The history of this place begins with Joseph Slater, who around 1861 bought Ford’s Mill, located on Paterson-Hamburg Turnpike near the intersection of Newark-Pompton Turnpike. That mill became Slater’s Mill, which processed felt for hats. A relative (brother? Don’t know yet) named Otis built a house across the intersection on the southeast corner.
I don’t know anything about the intervening period, but at some point in the 1920s the house was purchased by a German immigrant named Joseph Scherer. He turned the place into a restaurant/guest house he named “Scherer’s Inn”. Scherer and his family — a wife, four (or five) children, and some others — lived there as well as ran it.
I haven’t delved deeply into the Scherer family, but I know Joe Scherer was born about 1880. At the time the next owner, Bert N. Lamb, took over about 1941, Joe would have been about 60, and probably ready to retire after four decades or so of running an inn.
Bert Lamb, a New York entrepreneur, renamed it “Bert N. Lamb’s Riverdale Lodge”, and held a glorious grand opening on May 20, 1942. The place was open from 2 p.m. “until closing” and offered a buffet lunch and barbecue, accompanied by the sounds of Harold G. Hoffman’s band.
At some point — I want to say the 1970s, but perhaps earlier — the decision was made to widen that portion of the Newark-Pompton Turnpike. That spelled the end for the venerable old house. Today, the site is occupied by a gas station.

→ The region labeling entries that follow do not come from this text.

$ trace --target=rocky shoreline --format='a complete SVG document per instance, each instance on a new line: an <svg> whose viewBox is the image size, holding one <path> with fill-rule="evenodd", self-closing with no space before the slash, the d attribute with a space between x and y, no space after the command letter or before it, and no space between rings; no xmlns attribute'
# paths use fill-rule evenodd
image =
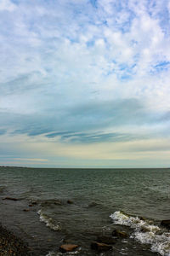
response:
<svg viewBox="0 0 170 256"><path fill-rule="evenodd" d="M28 245L0 224L0 256L31 255Z"/></svg>

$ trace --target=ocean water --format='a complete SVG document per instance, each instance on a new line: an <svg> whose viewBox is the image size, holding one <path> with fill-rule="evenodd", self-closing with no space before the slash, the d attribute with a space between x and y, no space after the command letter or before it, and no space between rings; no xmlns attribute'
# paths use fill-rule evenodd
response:
<svg viewBox="0 0 170 256"><path fill-rule="evenodd" d="M17 201L6 200L6 197ZM33 255L170 255L170 169L0 167L0 221ZM90 244L119 229L128 237L98 253Z"/></svg>

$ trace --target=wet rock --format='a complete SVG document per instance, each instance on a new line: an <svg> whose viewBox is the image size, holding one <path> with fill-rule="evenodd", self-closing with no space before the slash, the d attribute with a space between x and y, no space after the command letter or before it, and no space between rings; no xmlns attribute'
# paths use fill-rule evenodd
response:
<svg viewBox="0 0 170 256"><path fill-rule="evenodd" d="M116 237L122 237L122 238L128 237L128 234L126 232L119 230L114 230L112 232L112 236L116 236Z"/></svg>
<svg viewBox="0 0 170 256"><path fill-rule="evenodd" d="M97 241L110 245L116 243L116 238L113 238L106 236L99 236L97 237Z"/></svg>
<svg viewBox="0 0 170 256"><path fill-rule="evenodd" d="M94 201L93 201L93 202L91 202L91 203L88 205L88 207L97 207L97 206L98 206L98 204L95 203Z"/></svg>
<svg viewBox="0 0 170 256"><path fill-rule="evenodd" d="M162 220L161 224L167 229L170 229L170 219Z"/></svg>
<svg viewBox="0 0 170 256"><path fill-rule="evenodd" d="M9 196L6 196L6 197L3 198L3 200L18 201L18 199L17 199L17 198L9 197Z"/></svg>
<svg viewBox="0 0 170 256"><path fill-rule="evenodd" d="M41 207L51 207L52 205L61 206L60 200L46 200L41 203Z"/></svg>
<svg viewBox="0 0 170 256"><path fill-rule="evenodd" d="M61 253L72 252L78 247L76 244L63 244L60 247L60 251Z"/></svg>
<svg viewBox="0 0 170 256"><path fill-rule="evenodd" d="M73 204L73 201L71 200L67 200L67 204Z"/></svg>
<svg viewBox="0 0 170 256"><path fill-rule="evenodd" d="M101 252L101 251L108 251L112 249L112 246L103 242L93 241L91 243L91 248L93 250Z"/></svg>
<svg viewBox="0 0 170 256"><path fill-rule="evenodd" d="M36 201L33 201L31 203L32 206L37 206L37 202Z"/></svg>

The area of the intersection of Paterson-Hamburg Turnpike and Newark-Pompton Turnpike has hosted a variety of businesses since the 18th Century. We don’t know about all of them, but here’s the story of a car dealership.
In the 1930s, this building housed Guy Cook Motors, which sold Hudson motor cars.
The company, founded in 1909, was named for Joseph L. Hudson, a Detroit department store entrepreneur and founder of Hudson’s Department Store. The company’s goal was to produce an motor car which would sell for less than $1,000 (roughly $25,000 today). It was a successful venture that lasted decades, and spawned dealerships all over — including Riverdale.
By the mid-1950s, Hudson was acquired by Nash-Kelvinator, which manufactured Nash and Rambler automobiles, and re-branded as American Motors. Their Hudson Ramblers continued to sell well. At some point, likely in the late 1950s or early 1960s, Guy Cook Motors, too, was re-branded as Riverdale Rambler. (This is a terrific photo, taken from the same angle as the 1930s photo.)
The Rambler American continued to sell well as an affordable ‘compact’ auto. Wikipedia notes that “The compact Rambler American was most often the lowest priced car built in the U.S. It was popular for its economy in ownership, as was proven by numerous Mobilgas Economy Run championships. After an optional second-generation AMC V8 engine was added in 1966, it also became known as a powerful compact performance model…”
By the early 1970s, the building had been converted into a general-purpose auto-parts store called Auto Trade Town.
The lot at 72 Hamburg Turnpike, today, is home to a strip mall.